Podstawą poczynionych ustaleń faktycznych Sąd uczynił także zeznania pozwanej B. C. (1), gdyż w sposób spójny i logiczny opisała w nich okoliczności kontaktów i pertraktacji między stronami przed wszczęciem postępowania sądowego.
W tak ustalonym stanie faktycznym Sąd umorzył postępowanie co do kwoty 600 zł i uznał, że w zakresie dalej idącym żądanie pozwu nie zasługuje na uwzględnienie.
Sąd na podstawie art. 355 § 1 kpc w zw. z art. 203 § 1 kpc w pkt I wyroku umorzył postępowanie w zakresie kwoty 600 zł, bowiem powód cofnął w tej części pozew, na co pozwana wyraziła zgodę. Cofnięcie pozwu podyktowane spłatą części zobowiązania nie było bowiem sprzeczne z prawem, z zasadami współżycia społecznego i nie zmierzało do obejścia prawa.
W pozostałym zakresie Sąd w pkt II oddalił powództwo.

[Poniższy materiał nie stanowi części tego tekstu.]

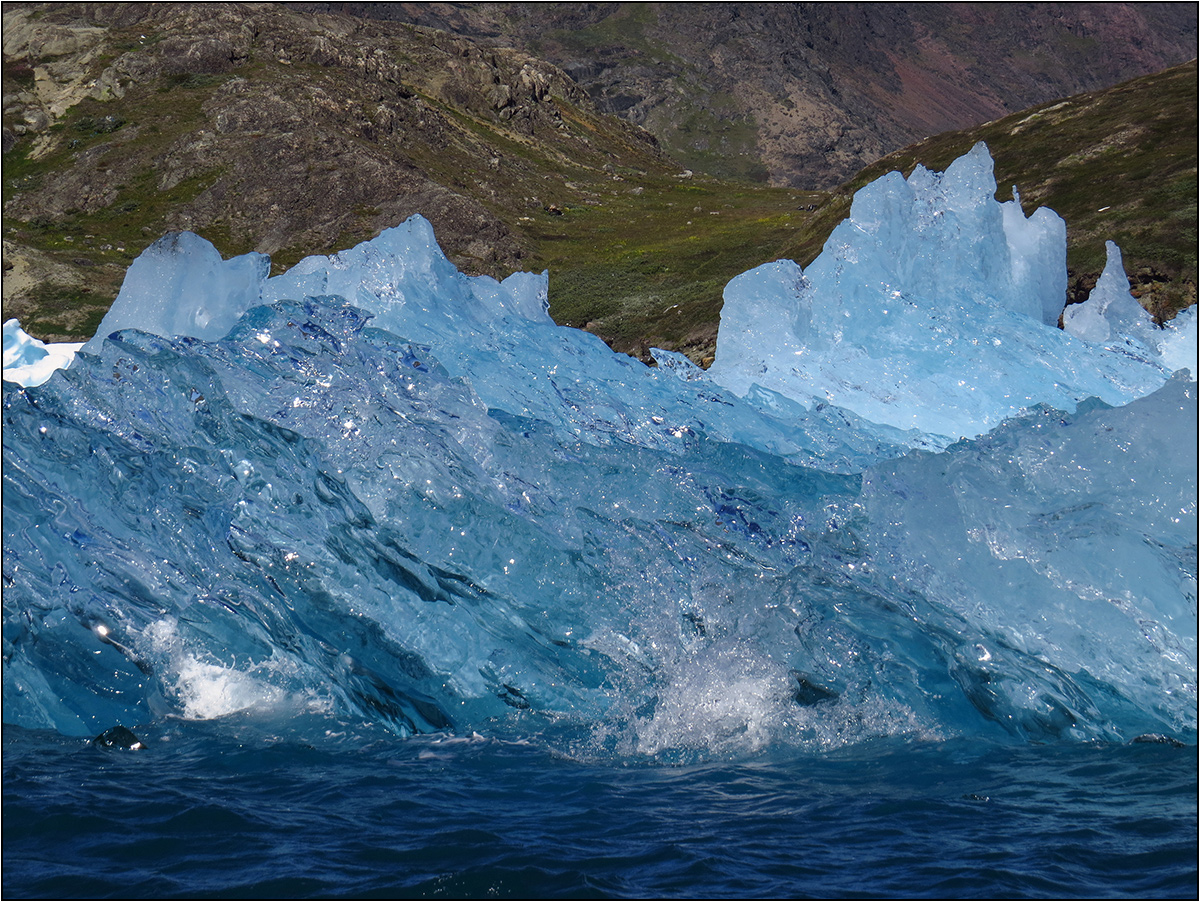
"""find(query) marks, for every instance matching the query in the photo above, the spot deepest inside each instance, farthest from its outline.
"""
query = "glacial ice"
(393, 493)
(180, 286)
(924, 312)
(28, 361)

Stan faktyczny sprawy jest w przeważającej części sporny. O ile bowiem strony zgadzają się z tym, że Z. P. zawarł z powodem umowę kredytu, a kredyt ten przestał być spłacany wraz ze śmiercią kredytobiorcy, przy czym obecnie spłaca go w niewielkim wymiarze spadkobierczyni zmarłego kredytobiorcy, o tyle strony nie były zgodne co do tego, czy dana umowa kredytu została skutecznie wypowiedziana, kiedy nastąpiła wymagalność poszczególnych rat kredytu, czy pisma pozwanej kierowane do banku należy poczytywać jako niewłaściwe uznanie długu i zrzeczenie się zarzutu przedawnienia, a w końcu czy dochodzone na gruncie niniejszego postępowania roszczenie uległo przedawnieniu.

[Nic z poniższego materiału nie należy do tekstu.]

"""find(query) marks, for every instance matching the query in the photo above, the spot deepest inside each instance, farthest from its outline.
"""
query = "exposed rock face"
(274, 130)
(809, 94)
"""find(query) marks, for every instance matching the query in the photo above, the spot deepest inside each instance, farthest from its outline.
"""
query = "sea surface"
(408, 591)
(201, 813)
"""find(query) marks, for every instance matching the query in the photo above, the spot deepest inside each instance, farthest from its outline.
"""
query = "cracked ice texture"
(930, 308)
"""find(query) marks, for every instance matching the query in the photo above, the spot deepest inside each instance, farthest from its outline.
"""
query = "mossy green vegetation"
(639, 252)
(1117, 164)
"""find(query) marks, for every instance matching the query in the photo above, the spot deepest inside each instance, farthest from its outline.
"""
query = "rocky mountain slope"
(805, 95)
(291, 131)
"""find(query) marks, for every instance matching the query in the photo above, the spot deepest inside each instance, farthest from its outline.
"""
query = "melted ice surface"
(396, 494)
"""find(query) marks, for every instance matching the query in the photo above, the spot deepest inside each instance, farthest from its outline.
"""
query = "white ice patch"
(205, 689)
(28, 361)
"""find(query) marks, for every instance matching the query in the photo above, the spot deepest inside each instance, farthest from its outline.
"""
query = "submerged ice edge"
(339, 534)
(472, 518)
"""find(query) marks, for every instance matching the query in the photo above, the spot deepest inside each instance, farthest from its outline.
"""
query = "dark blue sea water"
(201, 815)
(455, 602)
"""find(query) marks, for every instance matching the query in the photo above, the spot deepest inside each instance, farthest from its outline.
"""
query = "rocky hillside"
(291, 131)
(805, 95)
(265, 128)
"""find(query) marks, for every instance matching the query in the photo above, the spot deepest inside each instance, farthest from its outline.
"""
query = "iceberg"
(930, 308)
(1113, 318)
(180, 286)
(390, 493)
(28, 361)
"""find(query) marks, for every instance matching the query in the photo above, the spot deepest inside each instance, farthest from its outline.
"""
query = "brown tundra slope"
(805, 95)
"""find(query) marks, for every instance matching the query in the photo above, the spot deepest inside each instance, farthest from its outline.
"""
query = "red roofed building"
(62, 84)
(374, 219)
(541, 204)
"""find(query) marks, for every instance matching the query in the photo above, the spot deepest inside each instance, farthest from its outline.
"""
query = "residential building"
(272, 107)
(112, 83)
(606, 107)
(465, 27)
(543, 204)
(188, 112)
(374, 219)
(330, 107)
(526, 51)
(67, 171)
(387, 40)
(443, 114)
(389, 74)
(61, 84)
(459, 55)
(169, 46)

Na wstępie czynionych rozważań wskazać należy, że powód nie wypowiedział skutecznie stanowiącej źródło roszczenia umowy kredytu, a zatem wierzytelność nie stała się wymagalna w chwili wskazywanej przez powoda.

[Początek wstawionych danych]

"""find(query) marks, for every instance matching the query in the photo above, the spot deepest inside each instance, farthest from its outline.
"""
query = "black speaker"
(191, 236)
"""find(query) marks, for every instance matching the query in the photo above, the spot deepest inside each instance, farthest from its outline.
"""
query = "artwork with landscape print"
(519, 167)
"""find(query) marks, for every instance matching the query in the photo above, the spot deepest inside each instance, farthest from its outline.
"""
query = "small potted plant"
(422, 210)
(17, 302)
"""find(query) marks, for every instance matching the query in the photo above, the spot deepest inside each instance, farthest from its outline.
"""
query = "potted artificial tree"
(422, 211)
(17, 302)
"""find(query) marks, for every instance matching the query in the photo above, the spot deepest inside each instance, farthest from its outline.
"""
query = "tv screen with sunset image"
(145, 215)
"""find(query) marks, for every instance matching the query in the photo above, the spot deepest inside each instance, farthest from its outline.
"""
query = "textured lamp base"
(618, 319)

Po pierwsze niedopuszczalna i prawnie nieskuteczna jest praktyka, w której bank kieruje do kredytobiorcy wezwanie do zapłaty, w którym to wprowadza zastrzeżenie, iż w przypadku braku spłaty zadłużenia we wskazanym terminie niniejsze pismo należy traktować nie jako wezwanie do zapłaty, ale jako wypowiedzenie umowy przez bank. W tym miejscu należy zaznaczyć, że w myśl art. 60 kc pod pojęciem oświadczenia woli należy rozumieć szczególnego rodzaju zachowanie ludzkie wyrażające wolę wywołania określonych skutków prawnych. Innymi słowy oświadczenie woli jest komunikatem uzewnętrznianym drugiej stronie, bezpośrednio zmierzającym do powstania, ustania bądź zmiany określonego stosunku prawnego. Komunikat wyrażany drugiej stronie, a pozbawiony przymiotu bezpośredniej woli wywołania skutków prawnych, nie może być w ogóle poczytywany jako oświadczenie woli (M. Wojewoda, Komentarz do atr. 60 Kodeksu cywilnego [w:] P. Księżak (red.), M. Pyziak-Szafnicka (red.), Kodeks. Cywilny. Komentarz. Cześć ogólna, LEX 2014). Mając powyższe na względzie należy uznać, że oświadczeniem woli jednej strony umowy nie będzie sama zapowiedź wyciągnięcia skutków prawnych w przypadku braku określonego zachowania drugiej strony. Postawienie drugiej stronie ultimatum w żadnej bowiem mierze nie zmierza bezpośrednio do wywołania jakichkolwiek skutków prawnych. Jest ono jedynie zapowiedzią, iż dane oświadczenie woli zostanie wyartykułowane w przyszłości. Przenosząc powyższe rozważania na grunt niniejszej sprawy należy stwierdzić, że wezwanie kredytobiorcy do zapłaty, poczynione z zastrzeżeniem, że w określonym przypadku wezwanie to należy poczytywać jako wypowiedzenie umowy, nie nosi wymaganych znamion oświadczenia woli i tym samym jego złożenie i nawet dotarcie do adresata nie rodzi skutków prawnych.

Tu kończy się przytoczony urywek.